Commissioner Stewart’s school grade proposal is calculated differently, but its results are similar to those earned last year. Now John Padget, the Vice Chairman of the State Board of Education, is proposing tougher standards.
We need to think about this. The SBE meets January 6th to consider the school grade alternatives. We want students to meet proficiency standards, but the legislature needs to make it possible. How does the public make that happen?
We need to understand what a school grade really means–and does not mean. We have to ask if school grades motivate school districts, teachers and staff to do more. Good intentions are necessary but often insufficient. What else is required to improve learning? How do we make the system work for all children?
WHAT DOES A SCHOOL GRADE MEAN?
The Commissioner’s plan calculates elementary school grades based on the percentage of points earned (0–100) for each of the FSA English Language Arts and Mathematics tests in three categories: FSA achievement, FSA achievement score gains, and FSA achievement gains of the lowest 25% of students. Middle school grades include FSA and End of Course (EOC) Civics exam scores, and acceleration rates. High school grades are calculated by adding in additional EOC scores as well as graduation rate and the percentage of students eligible to earn college credit through authorized options.
The Commissioner’s proposed school grade score standards are reported here. Test score components of school grades include the percentage of students who passed each required exam plus achievement gains defined as:
- the percentage of students whose scores increased by one achievement level or
- who scored below proficiency but improved in a subcategory in math or English Language Arts or
- remained at a proficiency level of 3 or 4 but earned higher test scores or
- remained at a proficiency level of 5
Think of the school grade as an average of the percent of students in each of the above categories. For middle and/or high schools, add in the percentage of students passing the EOC exams and the graduation rate and college credit/certification percentage. Sum the percentage points earned and divide by the points possible. An ‘A’ grade requires an average of 62 points while an ‘F’ is set at 31 points or less.
DO SCHOOL GRADES REPRESENT EDUCATIONAL QUALITY?
John Padget believes that the school grade standards are not high enough. In a letter to the other members of the State Board of Education, he argues that the standard for an ‘A’ should be set at an average of seventy percent or at least 65%. This would result in lower school grades across the board.
Once again we need to stop and think. School grades may impact real estate values but they do little to improve learning. Hiding the truth by statistical manipulation may be politically advantageous, but it is a cover for a flawed accountability system. After all, the FSA is a more difficult exam, but the Commissioner’s grading system does not reflect it. It would not, of course, because the FSA and the FCAT 2.0 results were equated using an equipercentile method. Thus, a particular FCAT 2.0 score would reflect about the same percentile as an FSA score. If the goal of our educational system is that all students should be college ready, some might argue that 62% is a ‘D’, not an ‘A’.
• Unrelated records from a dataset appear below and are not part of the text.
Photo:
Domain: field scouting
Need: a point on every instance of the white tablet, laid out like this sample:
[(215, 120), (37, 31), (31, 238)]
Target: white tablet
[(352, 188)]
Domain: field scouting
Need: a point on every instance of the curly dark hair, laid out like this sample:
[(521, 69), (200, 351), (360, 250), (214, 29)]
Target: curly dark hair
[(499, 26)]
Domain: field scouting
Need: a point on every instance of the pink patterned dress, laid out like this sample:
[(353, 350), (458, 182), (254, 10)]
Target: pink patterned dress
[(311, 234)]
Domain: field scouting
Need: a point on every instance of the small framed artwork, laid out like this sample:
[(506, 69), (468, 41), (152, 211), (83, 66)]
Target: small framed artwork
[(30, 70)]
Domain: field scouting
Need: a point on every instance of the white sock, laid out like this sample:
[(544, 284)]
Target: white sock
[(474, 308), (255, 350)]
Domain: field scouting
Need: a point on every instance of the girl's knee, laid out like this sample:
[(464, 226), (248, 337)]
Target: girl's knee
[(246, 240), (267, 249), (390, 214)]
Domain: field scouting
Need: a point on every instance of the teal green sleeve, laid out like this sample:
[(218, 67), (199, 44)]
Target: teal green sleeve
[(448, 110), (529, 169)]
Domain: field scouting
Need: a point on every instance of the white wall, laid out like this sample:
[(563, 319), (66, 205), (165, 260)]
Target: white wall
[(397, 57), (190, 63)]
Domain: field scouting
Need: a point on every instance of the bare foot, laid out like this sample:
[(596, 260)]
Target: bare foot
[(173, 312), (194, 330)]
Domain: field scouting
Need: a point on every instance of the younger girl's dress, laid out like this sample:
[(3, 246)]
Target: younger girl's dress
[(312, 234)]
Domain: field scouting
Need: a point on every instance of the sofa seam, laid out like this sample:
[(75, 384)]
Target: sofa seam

IF NOT SCHOOL GRADES, THEN WHAT?
What do we say in response to Mr. Padget’s recommendation? Will making the schools look worse by imposing stiffer standards improve learning? Some Machiavellian types might argue that it would be one way to get the public’s attention. If what is really needed are intensive tutoring, early childhood education, and better prepared teachers training programs, then the public would get the message to the legislature. Others argue that schools are doing well and continuing to improve. The focus on testing is misguided and destructive. Strong arguments can be made in both camps. The frustrating issue is not that the problems are complex, it is that the legislature is shifting the blame to teachers rather than taking their own share of the blame.